A native of Natick, Massachusetts, landscape and mural painter Charles Francis Browne would become associated with the Chicago art scene for much of his professional life.
He had trained at the Boston Museum School before gaining acceptance to the Pennsylvania Academy of Fine Arts in 1885, where he studied under Thomas Eakins, considered one of the most prolific Realist painters in American art history. He next traveled to Paris to study at the Academie Julian under Jean Leon Gerome, another legendary painter of the Academic school in France.

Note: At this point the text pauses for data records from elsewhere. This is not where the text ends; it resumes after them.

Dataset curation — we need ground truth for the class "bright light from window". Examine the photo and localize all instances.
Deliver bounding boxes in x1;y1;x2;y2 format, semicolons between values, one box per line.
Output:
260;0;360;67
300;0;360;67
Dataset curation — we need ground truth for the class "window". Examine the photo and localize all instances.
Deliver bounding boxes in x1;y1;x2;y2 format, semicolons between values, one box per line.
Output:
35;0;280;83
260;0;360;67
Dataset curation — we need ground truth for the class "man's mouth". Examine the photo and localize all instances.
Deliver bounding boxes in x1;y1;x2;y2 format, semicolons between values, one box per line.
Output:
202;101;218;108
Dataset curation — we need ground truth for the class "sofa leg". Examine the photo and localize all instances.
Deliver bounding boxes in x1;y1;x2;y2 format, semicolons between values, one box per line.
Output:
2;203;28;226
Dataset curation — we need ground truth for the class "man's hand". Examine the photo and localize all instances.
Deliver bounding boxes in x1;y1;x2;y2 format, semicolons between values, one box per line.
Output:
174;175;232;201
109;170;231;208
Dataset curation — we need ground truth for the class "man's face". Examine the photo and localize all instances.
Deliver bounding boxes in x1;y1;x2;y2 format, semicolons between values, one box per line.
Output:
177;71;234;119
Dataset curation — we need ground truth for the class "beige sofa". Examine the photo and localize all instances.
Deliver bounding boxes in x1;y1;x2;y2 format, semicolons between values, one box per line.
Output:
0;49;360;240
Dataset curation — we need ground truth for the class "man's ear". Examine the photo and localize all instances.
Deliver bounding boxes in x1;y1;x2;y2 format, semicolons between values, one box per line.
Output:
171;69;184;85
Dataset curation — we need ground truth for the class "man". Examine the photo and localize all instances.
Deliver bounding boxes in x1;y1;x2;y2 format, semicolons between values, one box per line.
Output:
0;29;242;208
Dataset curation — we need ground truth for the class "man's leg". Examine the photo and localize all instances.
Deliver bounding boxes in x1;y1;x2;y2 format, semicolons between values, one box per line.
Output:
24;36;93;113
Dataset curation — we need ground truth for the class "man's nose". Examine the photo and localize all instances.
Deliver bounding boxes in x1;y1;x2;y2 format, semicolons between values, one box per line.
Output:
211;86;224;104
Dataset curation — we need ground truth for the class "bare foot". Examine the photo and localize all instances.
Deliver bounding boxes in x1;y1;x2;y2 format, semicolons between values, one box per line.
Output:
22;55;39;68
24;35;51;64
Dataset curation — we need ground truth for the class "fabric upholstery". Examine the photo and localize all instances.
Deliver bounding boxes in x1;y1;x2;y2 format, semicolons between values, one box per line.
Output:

By the early 1890s he had returned to the United States where he journeyed into the American West with his friends Hermon Atkins MacNeil, a noted sculptor, and Hamlin Garland, a writer. They visited many Native American reservations in Arizona and New Mexico, and what Browne witnessed in these locations would serve as his subject matter for subsequent works in the years to come.

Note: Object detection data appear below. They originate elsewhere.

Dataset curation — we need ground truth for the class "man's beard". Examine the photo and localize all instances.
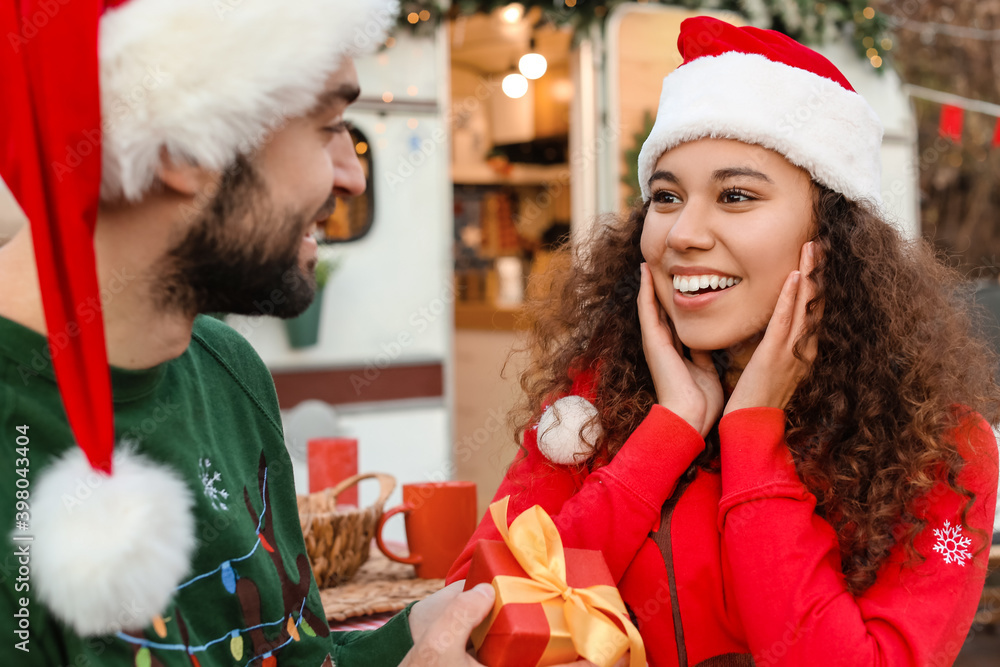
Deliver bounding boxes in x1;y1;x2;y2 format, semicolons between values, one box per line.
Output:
159;157;333;318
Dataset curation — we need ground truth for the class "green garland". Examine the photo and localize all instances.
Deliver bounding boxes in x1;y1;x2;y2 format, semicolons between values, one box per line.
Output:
399;0;892;68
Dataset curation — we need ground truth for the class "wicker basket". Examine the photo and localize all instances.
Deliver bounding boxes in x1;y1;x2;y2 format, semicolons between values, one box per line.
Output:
298;472;396;588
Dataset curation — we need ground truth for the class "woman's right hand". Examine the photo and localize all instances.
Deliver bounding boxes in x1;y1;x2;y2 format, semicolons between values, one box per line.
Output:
637;262;725;437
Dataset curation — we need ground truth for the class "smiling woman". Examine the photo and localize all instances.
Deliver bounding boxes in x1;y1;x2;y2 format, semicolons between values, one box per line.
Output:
450;11;1000;666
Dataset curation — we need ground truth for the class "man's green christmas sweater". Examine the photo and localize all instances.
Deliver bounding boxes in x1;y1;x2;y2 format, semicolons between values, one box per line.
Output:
0;316;412;667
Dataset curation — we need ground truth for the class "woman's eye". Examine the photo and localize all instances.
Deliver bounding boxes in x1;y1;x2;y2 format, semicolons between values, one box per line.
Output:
323;120;354;134
653;190;680;204
721;190;757;204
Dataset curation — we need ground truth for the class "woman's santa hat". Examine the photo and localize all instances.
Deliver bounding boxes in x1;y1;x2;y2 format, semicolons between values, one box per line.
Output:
0;0;397;635
639;16;883;208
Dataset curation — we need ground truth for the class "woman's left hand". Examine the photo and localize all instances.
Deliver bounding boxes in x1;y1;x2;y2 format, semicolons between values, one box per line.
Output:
723;241;822;415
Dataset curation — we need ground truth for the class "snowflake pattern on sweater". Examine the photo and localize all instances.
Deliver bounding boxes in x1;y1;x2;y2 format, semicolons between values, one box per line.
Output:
934;521;972;566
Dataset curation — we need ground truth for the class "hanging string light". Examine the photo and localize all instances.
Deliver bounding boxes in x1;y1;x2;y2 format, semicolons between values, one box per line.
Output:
517;37;549;79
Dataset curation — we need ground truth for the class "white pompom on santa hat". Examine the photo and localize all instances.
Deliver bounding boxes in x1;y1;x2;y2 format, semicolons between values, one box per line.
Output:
0;0;398;636
538;395;604;465
639;16;883;209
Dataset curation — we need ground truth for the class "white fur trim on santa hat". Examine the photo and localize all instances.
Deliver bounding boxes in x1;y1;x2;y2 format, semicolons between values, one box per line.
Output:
31;446;195;636
538;396;604;465
639;52;883;208
99;0;398;200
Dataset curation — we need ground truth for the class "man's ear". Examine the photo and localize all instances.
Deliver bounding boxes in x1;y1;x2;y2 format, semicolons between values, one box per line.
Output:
156;149;219;197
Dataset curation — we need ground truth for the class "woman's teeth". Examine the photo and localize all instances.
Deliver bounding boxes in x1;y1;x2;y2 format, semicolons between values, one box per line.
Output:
674;274;742;294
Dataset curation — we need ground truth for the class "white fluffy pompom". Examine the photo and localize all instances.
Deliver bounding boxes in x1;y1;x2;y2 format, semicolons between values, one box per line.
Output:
31;446;195;636
538;396;604;465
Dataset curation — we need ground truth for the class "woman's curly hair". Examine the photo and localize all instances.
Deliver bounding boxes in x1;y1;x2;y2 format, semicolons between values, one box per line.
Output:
511;184;1000;594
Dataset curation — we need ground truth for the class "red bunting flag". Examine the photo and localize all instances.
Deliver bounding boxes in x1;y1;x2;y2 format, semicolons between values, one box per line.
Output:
940;104;965;142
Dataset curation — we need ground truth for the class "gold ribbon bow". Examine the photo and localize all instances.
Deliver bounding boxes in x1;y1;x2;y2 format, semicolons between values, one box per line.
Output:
478;496;646;667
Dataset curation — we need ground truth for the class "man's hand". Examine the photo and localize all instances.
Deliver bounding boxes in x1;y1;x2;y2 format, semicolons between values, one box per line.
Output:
400;581;627;667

He continued to travel, when he served as the Assistant Art Commissioner in South America to Buenos Aires and Santiago, and played a strong role in the Panama Pacific Exposition of 1915, where he was awarded for his submissions.
He was an instructor at the Art Institute of Chicago, and maintained a studio in the city. He served as a founder of the "Brush and Pencil Club" and was a President of the Chicago Society of Artists, as well as a member of the Western Society of Artists. He was also a founding member of the Eagle's Nest Art Colony in Illinois, and spent many summers in the area, right up until his final summer in 1919.
His works are in several museum collections, including the Wright Museum of Art in Wisconsin and the Union League Club of Chicago.